Henry Lévêque de Vilmorin

Élements biographiques

Henry Lévêque de Vilmorin L'hérédité chez les végétaux (1890)

La sélection est purement et simplement la détermination et le choix, parmi un certain nombre de plantes d'une même race, de celles qui seront affectées à la reproduction comme devant donner ou ayant plus de chances que les autres de donner une progéniture satisfaisante.
En un mot, c'est l'admission des plus dignes seulement à la fonction de la reproduction et la suppression de tous les individus défectueux ou inférieurs.
Rien n'est plus simple en principe. Rien en pratique n'est plus délicat et ne demande plus de savoir-faire, d'observation, de tact et de sagacité.
Source : Gallica

Henry Lévêque de Vilmorin Notice biographique sur Alphonse Lavallée… (1886)
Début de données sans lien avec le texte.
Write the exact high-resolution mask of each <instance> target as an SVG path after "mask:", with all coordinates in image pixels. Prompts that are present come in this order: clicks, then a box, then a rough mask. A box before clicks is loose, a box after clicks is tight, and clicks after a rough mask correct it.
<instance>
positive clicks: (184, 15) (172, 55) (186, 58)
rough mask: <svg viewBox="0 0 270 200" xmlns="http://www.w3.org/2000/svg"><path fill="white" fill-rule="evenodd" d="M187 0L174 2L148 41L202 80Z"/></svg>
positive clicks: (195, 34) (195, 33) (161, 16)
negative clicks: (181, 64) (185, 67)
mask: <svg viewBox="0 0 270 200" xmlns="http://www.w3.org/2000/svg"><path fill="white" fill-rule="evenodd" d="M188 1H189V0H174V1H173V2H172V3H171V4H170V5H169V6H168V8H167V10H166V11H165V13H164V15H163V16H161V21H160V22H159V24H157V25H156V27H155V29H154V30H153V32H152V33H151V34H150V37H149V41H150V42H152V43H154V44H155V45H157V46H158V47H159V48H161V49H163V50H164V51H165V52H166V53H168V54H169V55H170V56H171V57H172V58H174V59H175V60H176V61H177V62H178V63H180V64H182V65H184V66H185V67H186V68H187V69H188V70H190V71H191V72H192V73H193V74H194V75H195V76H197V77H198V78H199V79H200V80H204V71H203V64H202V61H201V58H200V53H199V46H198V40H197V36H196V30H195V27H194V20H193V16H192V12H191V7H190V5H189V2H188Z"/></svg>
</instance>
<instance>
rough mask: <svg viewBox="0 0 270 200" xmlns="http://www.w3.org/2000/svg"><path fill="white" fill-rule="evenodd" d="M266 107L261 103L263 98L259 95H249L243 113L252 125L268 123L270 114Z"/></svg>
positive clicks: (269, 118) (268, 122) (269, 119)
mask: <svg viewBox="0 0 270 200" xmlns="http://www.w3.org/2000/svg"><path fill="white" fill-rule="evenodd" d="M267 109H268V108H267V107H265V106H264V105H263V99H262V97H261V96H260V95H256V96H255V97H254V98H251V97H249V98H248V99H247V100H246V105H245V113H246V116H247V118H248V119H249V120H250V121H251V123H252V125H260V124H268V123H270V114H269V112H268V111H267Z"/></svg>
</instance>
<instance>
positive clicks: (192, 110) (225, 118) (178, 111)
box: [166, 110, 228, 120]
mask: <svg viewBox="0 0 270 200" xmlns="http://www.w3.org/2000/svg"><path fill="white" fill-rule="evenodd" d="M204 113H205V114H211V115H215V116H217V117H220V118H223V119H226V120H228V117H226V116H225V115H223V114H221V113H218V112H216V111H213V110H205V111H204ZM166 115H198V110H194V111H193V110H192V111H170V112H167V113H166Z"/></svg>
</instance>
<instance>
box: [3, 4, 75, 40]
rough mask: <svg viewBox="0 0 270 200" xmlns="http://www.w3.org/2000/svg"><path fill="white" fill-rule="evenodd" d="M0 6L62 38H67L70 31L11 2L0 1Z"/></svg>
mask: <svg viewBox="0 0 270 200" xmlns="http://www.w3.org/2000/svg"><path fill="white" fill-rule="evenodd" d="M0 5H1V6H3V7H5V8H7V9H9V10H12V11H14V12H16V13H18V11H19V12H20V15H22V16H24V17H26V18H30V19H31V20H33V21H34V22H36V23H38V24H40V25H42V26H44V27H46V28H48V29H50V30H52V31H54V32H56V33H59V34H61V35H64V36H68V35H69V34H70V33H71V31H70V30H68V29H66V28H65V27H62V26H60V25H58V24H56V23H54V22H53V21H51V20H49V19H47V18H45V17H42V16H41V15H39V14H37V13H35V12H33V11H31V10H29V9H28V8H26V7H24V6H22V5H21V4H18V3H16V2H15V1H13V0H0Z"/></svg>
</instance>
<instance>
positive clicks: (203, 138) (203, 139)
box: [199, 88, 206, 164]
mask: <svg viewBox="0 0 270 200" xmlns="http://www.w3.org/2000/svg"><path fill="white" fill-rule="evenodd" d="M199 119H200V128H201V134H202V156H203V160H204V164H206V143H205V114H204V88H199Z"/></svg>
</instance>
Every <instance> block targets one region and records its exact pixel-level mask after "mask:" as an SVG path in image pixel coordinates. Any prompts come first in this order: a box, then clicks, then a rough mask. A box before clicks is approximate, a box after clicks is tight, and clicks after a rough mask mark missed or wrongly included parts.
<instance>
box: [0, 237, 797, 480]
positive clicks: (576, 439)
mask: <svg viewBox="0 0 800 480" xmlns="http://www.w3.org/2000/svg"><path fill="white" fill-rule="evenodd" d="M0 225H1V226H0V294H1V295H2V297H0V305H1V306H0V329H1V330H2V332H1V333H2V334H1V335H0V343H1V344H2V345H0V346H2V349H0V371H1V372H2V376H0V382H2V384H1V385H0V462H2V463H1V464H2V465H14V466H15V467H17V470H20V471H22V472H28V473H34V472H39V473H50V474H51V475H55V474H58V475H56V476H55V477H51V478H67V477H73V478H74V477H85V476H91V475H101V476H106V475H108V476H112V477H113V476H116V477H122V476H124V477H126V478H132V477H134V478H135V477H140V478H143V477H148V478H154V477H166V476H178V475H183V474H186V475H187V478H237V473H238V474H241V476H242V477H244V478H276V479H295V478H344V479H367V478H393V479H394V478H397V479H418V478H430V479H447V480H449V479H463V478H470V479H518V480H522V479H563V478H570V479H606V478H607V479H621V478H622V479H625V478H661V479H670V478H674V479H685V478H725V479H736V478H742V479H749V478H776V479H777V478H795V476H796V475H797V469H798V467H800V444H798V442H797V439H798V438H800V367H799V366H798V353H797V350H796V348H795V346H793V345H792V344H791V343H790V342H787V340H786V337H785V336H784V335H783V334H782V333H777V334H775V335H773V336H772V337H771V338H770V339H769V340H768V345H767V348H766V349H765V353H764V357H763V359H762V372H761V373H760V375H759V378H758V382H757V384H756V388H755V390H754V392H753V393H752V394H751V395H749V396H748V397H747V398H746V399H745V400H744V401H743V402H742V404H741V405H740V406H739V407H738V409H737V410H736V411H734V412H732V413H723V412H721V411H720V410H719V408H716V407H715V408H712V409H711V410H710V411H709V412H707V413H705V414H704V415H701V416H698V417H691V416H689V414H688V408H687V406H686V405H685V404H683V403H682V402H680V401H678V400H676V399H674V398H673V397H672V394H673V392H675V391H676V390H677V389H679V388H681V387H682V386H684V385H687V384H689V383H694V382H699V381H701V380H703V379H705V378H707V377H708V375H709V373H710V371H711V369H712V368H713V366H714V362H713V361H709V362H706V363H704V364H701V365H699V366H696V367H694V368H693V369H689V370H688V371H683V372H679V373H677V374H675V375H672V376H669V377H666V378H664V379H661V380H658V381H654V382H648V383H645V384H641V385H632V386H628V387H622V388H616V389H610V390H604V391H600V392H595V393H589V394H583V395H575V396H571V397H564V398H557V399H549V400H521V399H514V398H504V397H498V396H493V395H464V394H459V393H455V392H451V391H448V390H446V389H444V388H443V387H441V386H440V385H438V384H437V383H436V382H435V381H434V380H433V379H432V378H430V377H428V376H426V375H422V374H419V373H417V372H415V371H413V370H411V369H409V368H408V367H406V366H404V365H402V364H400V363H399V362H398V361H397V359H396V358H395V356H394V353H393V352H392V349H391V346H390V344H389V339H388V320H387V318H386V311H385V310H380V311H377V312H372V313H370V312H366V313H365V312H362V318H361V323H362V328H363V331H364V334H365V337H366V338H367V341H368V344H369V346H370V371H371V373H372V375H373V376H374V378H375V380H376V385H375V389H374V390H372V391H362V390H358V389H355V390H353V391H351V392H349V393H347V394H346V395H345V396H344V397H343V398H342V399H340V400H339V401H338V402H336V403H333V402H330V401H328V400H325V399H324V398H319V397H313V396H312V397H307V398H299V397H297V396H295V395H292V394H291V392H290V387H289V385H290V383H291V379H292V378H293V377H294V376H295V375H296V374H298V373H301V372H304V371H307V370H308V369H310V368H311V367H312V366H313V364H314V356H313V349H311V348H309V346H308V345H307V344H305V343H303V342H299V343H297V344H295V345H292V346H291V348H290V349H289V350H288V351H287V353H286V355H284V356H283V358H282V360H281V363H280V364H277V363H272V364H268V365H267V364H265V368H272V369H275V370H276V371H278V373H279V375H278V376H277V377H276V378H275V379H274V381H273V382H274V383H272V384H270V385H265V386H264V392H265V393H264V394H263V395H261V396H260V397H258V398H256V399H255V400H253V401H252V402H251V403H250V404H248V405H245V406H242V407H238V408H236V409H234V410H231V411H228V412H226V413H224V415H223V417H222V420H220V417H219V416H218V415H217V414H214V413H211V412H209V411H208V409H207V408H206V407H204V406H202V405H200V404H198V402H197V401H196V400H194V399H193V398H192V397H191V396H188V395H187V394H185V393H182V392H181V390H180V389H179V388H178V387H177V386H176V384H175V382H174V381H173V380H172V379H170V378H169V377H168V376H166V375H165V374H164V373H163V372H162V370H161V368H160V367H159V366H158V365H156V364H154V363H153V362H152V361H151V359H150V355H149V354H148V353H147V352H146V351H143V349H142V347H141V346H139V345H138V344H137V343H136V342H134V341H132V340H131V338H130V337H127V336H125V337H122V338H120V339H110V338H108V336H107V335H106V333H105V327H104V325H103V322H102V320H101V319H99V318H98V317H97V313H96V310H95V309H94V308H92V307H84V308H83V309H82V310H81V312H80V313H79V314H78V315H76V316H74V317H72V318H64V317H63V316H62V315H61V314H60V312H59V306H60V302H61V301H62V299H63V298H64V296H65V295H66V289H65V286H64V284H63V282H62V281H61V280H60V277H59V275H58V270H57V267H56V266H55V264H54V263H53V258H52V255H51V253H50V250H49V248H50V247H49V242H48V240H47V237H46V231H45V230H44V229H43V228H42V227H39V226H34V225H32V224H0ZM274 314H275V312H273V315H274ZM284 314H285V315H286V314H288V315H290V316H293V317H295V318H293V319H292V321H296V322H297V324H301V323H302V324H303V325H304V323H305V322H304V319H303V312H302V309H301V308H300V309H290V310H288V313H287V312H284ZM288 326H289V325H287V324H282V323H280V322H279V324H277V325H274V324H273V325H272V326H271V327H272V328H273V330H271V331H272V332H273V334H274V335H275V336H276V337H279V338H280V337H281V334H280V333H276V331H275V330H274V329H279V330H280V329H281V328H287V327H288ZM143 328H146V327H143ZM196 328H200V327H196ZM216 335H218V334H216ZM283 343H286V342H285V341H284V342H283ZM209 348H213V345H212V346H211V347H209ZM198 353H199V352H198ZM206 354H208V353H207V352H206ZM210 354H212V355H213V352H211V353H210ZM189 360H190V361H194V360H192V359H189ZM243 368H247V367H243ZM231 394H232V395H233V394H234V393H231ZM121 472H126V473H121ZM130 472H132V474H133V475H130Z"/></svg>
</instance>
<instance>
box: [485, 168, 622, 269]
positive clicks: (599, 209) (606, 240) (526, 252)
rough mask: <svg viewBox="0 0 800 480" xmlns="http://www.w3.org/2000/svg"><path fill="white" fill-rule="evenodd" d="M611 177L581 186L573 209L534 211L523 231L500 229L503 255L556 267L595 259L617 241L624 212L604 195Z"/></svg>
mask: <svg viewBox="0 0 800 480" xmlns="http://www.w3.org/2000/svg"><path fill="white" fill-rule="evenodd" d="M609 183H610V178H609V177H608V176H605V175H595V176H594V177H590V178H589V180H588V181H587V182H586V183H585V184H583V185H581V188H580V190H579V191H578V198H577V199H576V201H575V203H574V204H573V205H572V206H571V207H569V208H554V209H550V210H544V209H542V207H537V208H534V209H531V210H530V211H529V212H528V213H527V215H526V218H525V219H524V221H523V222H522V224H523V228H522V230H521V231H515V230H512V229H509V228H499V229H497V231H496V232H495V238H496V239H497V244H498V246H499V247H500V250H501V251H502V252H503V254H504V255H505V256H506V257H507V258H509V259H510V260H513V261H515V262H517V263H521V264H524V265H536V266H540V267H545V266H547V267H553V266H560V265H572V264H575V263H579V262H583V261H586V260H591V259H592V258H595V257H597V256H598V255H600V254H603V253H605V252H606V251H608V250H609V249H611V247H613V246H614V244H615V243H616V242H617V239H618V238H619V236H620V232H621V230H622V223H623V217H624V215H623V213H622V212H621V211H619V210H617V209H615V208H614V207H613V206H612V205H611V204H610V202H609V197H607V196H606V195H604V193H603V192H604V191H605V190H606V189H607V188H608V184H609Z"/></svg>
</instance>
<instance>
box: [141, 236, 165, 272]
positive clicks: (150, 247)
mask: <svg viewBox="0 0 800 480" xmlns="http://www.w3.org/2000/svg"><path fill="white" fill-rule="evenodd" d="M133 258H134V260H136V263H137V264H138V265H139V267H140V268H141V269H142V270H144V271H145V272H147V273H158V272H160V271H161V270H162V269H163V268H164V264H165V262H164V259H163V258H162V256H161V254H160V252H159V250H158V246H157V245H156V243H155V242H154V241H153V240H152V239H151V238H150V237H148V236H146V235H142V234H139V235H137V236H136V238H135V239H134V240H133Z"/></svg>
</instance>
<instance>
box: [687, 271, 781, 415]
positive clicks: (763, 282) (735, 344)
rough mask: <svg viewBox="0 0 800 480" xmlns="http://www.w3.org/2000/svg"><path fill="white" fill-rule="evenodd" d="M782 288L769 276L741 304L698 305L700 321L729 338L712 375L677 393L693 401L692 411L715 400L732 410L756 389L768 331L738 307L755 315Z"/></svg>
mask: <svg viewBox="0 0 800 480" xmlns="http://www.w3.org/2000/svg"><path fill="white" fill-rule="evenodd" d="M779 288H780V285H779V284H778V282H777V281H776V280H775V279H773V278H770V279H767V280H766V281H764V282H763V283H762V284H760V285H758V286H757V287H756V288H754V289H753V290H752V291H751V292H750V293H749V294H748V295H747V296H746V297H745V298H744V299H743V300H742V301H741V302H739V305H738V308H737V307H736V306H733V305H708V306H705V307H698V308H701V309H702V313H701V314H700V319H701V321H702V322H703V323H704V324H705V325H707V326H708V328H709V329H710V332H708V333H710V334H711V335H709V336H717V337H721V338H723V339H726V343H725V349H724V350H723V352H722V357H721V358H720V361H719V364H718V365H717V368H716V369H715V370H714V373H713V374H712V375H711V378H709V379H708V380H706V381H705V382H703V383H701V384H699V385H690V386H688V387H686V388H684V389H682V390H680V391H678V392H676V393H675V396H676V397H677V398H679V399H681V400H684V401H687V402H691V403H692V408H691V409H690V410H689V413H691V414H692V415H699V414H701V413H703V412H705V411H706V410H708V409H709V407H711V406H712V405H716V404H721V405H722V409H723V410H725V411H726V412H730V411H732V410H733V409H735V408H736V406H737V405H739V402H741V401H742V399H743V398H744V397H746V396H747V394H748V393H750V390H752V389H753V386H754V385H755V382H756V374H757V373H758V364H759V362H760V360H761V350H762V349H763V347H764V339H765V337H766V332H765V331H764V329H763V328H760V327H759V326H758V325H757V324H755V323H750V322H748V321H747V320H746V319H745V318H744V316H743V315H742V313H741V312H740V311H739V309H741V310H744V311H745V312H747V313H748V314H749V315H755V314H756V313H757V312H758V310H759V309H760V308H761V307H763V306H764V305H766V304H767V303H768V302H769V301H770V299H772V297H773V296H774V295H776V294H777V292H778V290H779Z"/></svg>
Pressé par les médecins de prendre un peu de repos, il avait passé les hivers de 1880 et 1881 sur cette côte de Provence, qui a plus de charmes encore pour le botaniste et l'horticulteur que pour l'amateur de paysages pittoresques. Il est impossible, pour qui aime et connaît les plantes, de n'être pas transporté d'admiration
à l'aspect de ce rivage privilégié où les flores de tant de pays divers semblent s'être donné rendez-vous pour composer un ensemble merveilleusement varié.
Source : Gallica

Henry Lévêque de Vilmorin L'hérédité chez les végétaux (1890)

Pour fixer un caractère nouveau dans une race, il faut toute la puissance de l'hérédité directe, opposée à celle de l'atavisme ou ressemblance aux ancêtres éloignés. Or nous avons vu que la puissance de l'hérédité est prédominante, mais fugitive, celle de l'atavisme durable et s'atténuant lentement par le fait du temps. Il faut donc que l'hérédité agisse aussi fortement que possible en accumulant son influence. Ce sera le cas si les caractères ont été bien fidèlement les mêmes dans les générations qui se sont succédé depuis que la race est en formation.